Que de trésors méconnus !
En montagne, vous rencontrerez du rumex alpin autour de tous les chalets d’alpage : ses feuilles son des épinards et leur pétioles de la rhubarbe !
Trésors nourriciers, dont la connaissance pourrait s’avérer utile au cas où il serait véritablement nécessaire de "survivre". Une forte crise énergétique, sociale ou économique n’est malheureusement pas totalement impensable. Et puis on peut se perdre en forêt... ou simplement désirer alléger son sac à dos d’encombrantes boîtes de conserve ! Savoir que, où que l’on soit, on trouvera toujours de quoi se nourrir, se sentir "chez soi" dans la nature, donnent une force dans laquelle il sera possible de puiser en tout temps.
L’homme et la nature
Mais quelles que soient les circonstances, il ne s’agit pas bien sûr de ramasser n’importe quoi. Certaines plantes sont toxiques et il convient de bien les connaître. Et même les meilleurs végétaux deviennent dangereux lorsque la pollution s’en mêle. C’est ainsi que la cueillette des plantes nous rend encore plus sensibles à la qualité de notre environnement.
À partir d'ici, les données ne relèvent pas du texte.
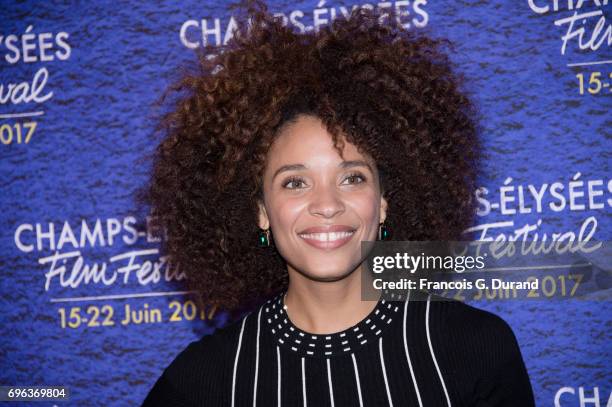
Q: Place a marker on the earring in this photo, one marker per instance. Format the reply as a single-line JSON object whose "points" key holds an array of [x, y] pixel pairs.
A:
{"points": [[264, 238], [383, 232]]}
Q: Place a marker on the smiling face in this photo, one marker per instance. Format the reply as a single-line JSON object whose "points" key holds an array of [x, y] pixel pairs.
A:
{"points": [[319, 206]]}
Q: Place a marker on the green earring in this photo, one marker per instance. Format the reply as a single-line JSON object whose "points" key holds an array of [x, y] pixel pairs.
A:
{"points": [[383, 232], [264, 238]]}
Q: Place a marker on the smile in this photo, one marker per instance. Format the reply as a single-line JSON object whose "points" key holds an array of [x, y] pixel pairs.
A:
{"points": [[329, 240]]}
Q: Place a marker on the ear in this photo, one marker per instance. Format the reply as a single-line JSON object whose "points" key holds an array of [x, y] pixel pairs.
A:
{"points": [[383, 208], [263, 222]]}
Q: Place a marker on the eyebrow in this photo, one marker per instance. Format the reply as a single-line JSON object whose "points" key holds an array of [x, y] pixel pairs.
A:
{"points": [[343, 164]]}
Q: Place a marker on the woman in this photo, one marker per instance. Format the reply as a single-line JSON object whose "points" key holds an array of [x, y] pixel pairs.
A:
{"points": [[312, 143]]}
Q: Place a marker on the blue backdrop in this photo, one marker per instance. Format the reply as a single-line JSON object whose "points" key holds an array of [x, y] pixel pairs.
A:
{"points": [[77, 86]]}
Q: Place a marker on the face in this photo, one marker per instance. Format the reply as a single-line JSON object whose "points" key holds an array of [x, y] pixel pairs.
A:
{"points": [[319, 206]]}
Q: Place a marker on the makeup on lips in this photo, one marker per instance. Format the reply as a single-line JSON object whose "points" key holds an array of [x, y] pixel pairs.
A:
{"points": [[327, 237]]}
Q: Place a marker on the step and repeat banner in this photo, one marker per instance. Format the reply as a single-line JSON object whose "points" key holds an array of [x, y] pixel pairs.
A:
{"points": [[88, 302]]}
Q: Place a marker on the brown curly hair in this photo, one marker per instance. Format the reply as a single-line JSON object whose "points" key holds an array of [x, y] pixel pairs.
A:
{"points": [[391, 92]]}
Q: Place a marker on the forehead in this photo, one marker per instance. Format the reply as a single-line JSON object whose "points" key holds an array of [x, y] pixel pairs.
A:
{"points": [[308, 142]]}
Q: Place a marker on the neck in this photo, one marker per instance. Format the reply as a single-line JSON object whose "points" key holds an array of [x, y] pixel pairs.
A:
{"points": [[324, 307]]}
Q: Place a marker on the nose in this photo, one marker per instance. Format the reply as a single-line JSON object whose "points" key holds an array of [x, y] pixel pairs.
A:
{"points": [[326, 201]]}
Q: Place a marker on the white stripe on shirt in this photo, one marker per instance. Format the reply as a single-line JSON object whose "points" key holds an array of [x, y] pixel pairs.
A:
{"points": [[357, 378], [256, 358], [382, 363], [331, 388], [414, 382]]}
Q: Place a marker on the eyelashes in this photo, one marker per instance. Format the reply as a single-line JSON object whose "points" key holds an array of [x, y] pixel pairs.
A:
{"points": [[297, 180]]}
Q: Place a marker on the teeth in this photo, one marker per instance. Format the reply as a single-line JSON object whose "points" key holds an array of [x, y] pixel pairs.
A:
{"points": [[326, 237]]}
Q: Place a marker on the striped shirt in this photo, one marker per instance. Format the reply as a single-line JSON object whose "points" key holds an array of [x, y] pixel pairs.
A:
{"points": [[414, 352]]}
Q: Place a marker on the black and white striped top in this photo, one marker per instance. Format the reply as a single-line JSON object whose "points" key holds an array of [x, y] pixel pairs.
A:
{"points": [[416, 352]]}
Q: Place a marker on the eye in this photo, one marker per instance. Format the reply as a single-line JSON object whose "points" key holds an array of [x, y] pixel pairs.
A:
{"points": [[355, 176], [293, 180]]}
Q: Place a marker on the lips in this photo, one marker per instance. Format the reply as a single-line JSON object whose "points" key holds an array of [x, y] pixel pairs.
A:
{"points": [[327, 237]]}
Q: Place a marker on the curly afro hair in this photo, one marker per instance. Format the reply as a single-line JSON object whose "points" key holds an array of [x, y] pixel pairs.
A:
{"points": [[391, 92]]}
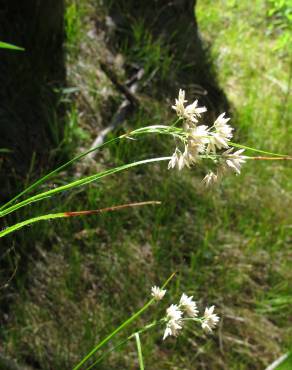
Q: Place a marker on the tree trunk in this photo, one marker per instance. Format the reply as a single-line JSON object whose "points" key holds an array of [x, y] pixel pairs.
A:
{"points": [[28, 81]]}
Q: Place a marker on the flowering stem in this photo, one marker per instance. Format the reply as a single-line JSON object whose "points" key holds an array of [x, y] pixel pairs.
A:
{"points": [[119, 328], [58, 169], [256, 150], [158, 129], [139, 350], [76, 183], [270, 158], [143, 330]]}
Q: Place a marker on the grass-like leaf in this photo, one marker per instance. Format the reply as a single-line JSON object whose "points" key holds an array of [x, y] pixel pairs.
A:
{"points": [[139, 350], [51, 216], [77, 183], [5, 45]]}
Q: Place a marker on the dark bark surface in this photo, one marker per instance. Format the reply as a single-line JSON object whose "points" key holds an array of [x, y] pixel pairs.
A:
{"points": [[28, 82], [175, 21]]}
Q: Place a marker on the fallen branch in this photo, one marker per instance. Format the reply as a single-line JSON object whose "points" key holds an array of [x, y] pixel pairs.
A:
{"points": [[125, 107]]}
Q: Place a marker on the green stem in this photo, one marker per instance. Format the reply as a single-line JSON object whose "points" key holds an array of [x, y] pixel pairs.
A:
{"points": [[144, 329], [119, 328], [58, 169], [139, 350], [256, 150], [80, 182], [51, 216]]}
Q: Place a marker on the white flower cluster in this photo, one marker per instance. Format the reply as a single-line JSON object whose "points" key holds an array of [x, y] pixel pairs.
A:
{"points": [[188, 307], [201, 140], [157, 293]]}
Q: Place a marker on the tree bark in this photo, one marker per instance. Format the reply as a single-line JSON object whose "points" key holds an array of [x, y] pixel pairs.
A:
{"points": [[28, 82]]}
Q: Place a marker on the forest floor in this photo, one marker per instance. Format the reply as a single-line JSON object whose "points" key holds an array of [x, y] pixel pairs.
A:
{"points": [[230, 245]]}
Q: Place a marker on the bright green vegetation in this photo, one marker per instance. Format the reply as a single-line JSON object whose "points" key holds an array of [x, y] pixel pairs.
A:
{"points": [[78, 279]]}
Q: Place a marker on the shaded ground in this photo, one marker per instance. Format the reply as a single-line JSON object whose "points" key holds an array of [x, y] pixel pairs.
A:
{"points": [[230, 245]]}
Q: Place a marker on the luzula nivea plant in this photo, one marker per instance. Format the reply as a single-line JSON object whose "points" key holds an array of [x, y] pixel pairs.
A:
{"points": [[186, 310], [203, 142], [176, 317]]}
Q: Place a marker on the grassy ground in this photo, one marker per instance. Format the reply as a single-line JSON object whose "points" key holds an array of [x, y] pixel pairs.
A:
{"points": [[230, 245]]}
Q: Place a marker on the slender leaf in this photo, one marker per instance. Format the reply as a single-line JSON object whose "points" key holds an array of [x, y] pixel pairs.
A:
{"points": [[139, 350], [5, 45], [77, 183]]}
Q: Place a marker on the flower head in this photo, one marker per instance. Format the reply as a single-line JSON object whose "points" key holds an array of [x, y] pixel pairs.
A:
{"points": [[188, 305], [210, 179], [174, 322], [157, 293], [221, 135], [172, 328], [179, 106], [210, 319], [191, 112], [173, 312], [234, 160]]}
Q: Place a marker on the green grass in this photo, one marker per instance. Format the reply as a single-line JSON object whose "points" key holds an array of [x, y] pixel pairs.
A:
{"points": [[78, 279]]}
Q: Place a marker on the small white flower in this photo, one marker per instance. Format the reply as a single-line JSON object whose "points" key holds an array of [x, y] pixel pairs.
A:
{"points": [[210, 319], [174, 158], [181, 160], [188, 305], [179, 106], [174, 322], [235, 160], [174, 313], [199, 136], [157, 293], [210, 179], [193, 112], [221, 136], [222, 128], [172, 328]]}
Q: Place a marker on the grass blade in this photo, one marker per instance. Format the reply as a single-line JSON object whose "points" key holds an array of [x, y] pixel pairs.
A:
{"points": [[77, 183], [55, 171], [119, 328], [256, 150], [51, 216], [5, 45], [139, 350]]}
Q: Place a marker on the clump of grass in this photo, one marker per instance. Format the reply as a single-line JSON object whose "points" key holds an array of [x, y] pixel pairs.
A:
{"points": [[230, 245]]}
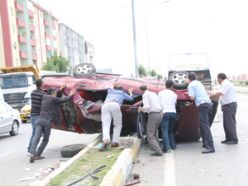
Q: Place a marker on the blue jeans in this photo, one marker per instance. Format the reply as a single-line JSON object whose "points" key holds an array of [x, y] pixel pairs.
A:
{"points": [[204, 110], [33, 122], [168, 125], [42, 126]]}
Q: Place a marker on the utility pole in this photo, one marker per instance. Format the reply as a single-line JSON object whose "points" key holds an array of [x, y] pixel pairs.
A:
{"points": [[134, 41]]}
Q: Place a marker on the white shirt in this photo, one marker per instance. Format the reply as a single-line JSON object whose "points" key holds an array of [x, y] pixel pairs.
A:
{"points": [[168, 100], [229, 95], [151, 102]]}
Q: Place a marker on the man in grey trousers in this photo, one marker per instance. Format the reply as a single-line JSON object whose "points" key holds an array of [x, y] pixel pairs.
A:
{"points": [[229, 108], [48, 114], [151, 105]]}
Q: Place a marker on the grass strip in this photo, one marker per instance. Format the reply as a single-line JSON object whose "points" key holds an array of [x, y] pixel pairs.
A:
{"points": [[81, 167]]}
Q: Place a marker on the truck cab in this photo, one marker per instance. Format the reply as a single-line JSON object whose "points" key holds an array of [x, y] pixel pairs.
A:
{"points": [[16, 82]]}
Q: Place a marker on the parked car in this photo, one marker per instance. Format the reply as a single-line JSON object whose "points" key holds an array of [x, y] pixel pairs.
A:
{"points": [[9, 119]]}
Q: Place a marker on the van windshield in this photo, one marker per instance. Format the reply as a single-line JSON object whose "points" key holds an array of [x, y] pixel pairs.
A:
{"points": [[13, 81]]}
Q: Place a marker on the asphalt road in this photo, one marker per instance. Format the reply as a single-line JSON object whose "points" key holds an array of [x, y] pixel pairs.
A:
{"points": [[188, 167], [14, 162]]}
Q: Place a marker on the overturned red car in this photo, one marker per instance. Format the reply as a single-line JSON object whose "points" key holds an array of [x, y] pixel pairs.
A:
{"points": [[83, 114]]}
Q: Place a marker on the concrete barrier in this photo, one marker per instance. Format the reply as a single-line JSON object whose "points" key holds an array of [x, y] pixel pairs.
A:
{"points": [[123, 166], [66, 164], [117, 174]]}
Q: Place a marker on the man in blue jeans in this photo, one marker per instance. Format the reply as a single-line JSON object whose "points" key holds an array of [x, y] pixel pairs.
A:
{"points": [[48, 114], [168, 100], [36, 99], [198, 94]]}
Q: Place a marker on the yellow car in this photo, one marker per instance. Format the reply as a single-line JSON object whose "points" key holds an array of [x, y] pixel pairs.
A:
{"points": [[26, 110]]}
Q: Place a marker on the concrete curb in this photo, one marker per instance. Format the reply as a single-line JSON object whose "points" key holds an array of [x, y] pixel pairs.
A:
{"points": [[123, 165], [242, 90], [66, 164]]}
De plus en plus d’espèces voient leur existence menacée, principalement par la destruction de leur habitat. Il faudra évidemment s’abstenir de les cueillir. D’ailleurs les meilleurs légumes sauvages se rencontrent parmi les plantes les plus communes et les plus abondantes, autrement dit les "mauvaises herbes", bien trop souvent détruites. Une cueillette intelligente ne doit donc nullement mettre en danger la nature. Bien au contraire, elle développe le respect de l’individu face à ce qui l’entoure, par la prise de conscience directe, concrète, de son importance vitale : la terre est véritablement notre mère nourricière !
Il est temps d’ailleurs de s’en rendre compte. Depuis qu’il est sur terre, l’homme, faible créature au départ, n’a cessé de développer les moyens de se battre contre la nature. Son cerveau s’est montré remarquablement efficace. Trop même, puisqu’il est maintenant arrivé à un point où il ne peut plus continuer dans la même voie. Et il n’en a d’ailleurs plus besoin. Ce qu’il doit apprendre aujourd’hui, c’est à trouver un équilibre nécessaire entre la nature et lui-même. Et nous sommes tous concernés.
Il n’est pas impossible que "croquer la nature" puisse progressivement mener à un rapprochement de ces deux pôles, le sauvage et le civilisé, entre lesquels se joue la vie. C’est en tous cas ce que je souhaite.